“Sönen her mumun ardından onlarcasını yakın.

Mumlar değil, karanlık isteyenlerin nefesleri tükenecektir!”

Anekdot, deneyimli meslektaşım Halil Hüner’den: Demokrat İzmir Gazetesi'nde çalışıyorum. Yıl 1978... Haber müdürüm İskender Dinsel, gündem toplantısında Kültür Bakanı’nın kente geleceğini söyleyip takip görevini de bana verdiğinde paniklemiştim. Gençtim, siyaset muhabirliğinde hiç tecrübem yoktu. İzmir Valiliği ziyaretiyle bakanı izlemeye başladım. Akşama kadar süren inceleme gezisinin sonuna doğru Bakan Bey’in yanına yanaşıp “Efendim, ben Demokrat İzmir Gazetesi muhabiriyim. Sizinle özel bir röportaj yapmak istiyorum uygunsanız” dedim. “Üzgünüm ama programım yoğun. Uçağa yetişmeliyim.

Sizi Ankara’ya davet etsem, orada görüşsek olur mu?” yanıtını verdi içtenlikle. Talimatıyla koruması hemen ismimi ve gazetenin telefon numaralarını aldı. İki gün sonra masamdaki telefon çaldı. Karşımdaki kişi Kültür Bakanlığı Özel Kalemi’nden aradığını, Ankara’ya beklediklerini, trende yer ayırttıklarını nazik bir dille ifade etti.
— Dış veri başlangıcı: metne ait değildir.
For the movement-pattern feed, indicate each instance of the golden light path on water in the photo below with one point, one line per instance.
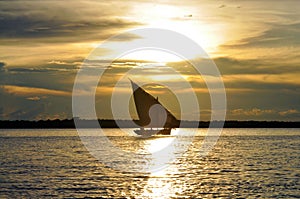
(159, 184)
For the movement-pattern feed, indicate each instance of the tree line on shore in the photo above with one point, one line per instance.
(69, 123)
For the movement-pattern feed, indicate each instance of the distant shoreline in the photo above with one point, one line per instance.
(69, 123)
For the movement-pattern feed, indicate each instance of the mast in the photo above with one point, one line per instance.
(143, 103)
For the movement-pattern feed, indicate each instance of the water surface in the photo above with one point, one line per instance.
(247, 163)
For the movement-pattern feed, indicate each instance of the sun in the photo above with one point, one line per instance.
(153, 55)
Uzatmayayım. Büyük bir heyecanla kabul ettim. Trende Bakan’a soracağım soruları hazırladım. Tarihi Gar’da karşılandım, bakanlığa götürüldüm. Biraz sonra Bakan geldi, beni görünce gülümsedi ve

“Buyur, şimdi sor bakalım ne istiyorsan” dedi. Notlarımdan soruları yöneltiyordum.

Bakan tane tane anlatıyor, doyurucu bilgiler veriyor, sonra dikkatle yazmamı bekliyordu.

Zaman zaman Cumhuriyet ilke ve kazanımlarından, Atatürk değerlerinden örneklemelerle keyifli sohbeti koyulaştırıyordu. Fotoğraflarının da çekilmesiyle röportaj tamamlanmıştı.

Teşekkür ettim, ayrılmak istedim. “Bir dakika” dedi ve ekledi; “Misafirimizsiniz

Ankara'nın tarihi ve turistik yerlerini arkadaşlarım size gezdirecek, bilgi verecekler. Tren kalkana kadar bizden kurtuluşun yok!” Anıtkabir, Ankara Kalesi, Etnografya Müzesi, Birinci Meclis binasını olmak üzere mihmandarım kenti gezdirdi, sonra da Ankara Garı’ndan uğurladı. İnanılmaz mutlu olmuştum.

***

“O genç, zarif Atatürkçü Bakan 1977 seçimlerinde CHP İzmir Milletvekili seçilen, 1978’de Bülent Ecevit liderliğinde kurulan kabinede de Kültür Bakanlığı’nı üstlenen Ahmet Taner Kışlalı'ydı! Kışlalı'yı bir kez daha minnetle, özlemle anıyor ve arıyorum...”

***

Kışlalı Hoca; akla, bilime, çağdaşlığa düşman kara kalplilerce katledildi. O; Cumhuriyet değerlerini her platformda kıyasıya savunan aydınlanmanın yılmaz neferiydi. Kararlığının söylemleriydi; “İnananlar-inanmayanlar diye toplumu bölecekler, susacaksınız. Atatürk’ü ve laikliği yıkmak için en 'adi' yalanlardan bile medet umacaklar, susacaksınız. Devleti adım adım ‘işgal’ edecekler; devlet eliyle, demokrasiye düşman kuşaklar yetiştirecekler; seyirci kalacaksınız. Bunun adı da ‘demokratlık’ olacak. ‘Cehalet’in ya da ‘ihanet’in adı ne zamandır ‘demokratlık’ oldu ki?”

“Bu ülkede Atatürk’ü yıkarak olumlu bir şeyler yapılabileceğini sananların kendi küçük

dünyaları içinde büyük bir yanılgıyı yaşadığını sanıyorum!”

“Türkiye’de Atatürk yıkılmadan ulusal devletin yıkılamayacağı bir gerçektir!”

***

Barış Terkoğlu dün Cumhuriyet’teki köşesinde herşeyi özetlemiş cümleleriyle; “Aydın cinayetleri beden değil, fikir cinayetidir! Kışlalı, 20 yıl önce bir kez öldü. Şimdi ciğerindeki son nefesi bin ciğerde ve hep mücadeleyle yaşatma zamanı!..”

Prof. Dr. Kışlalı; karanlığa karşı sönmez meşaleydi!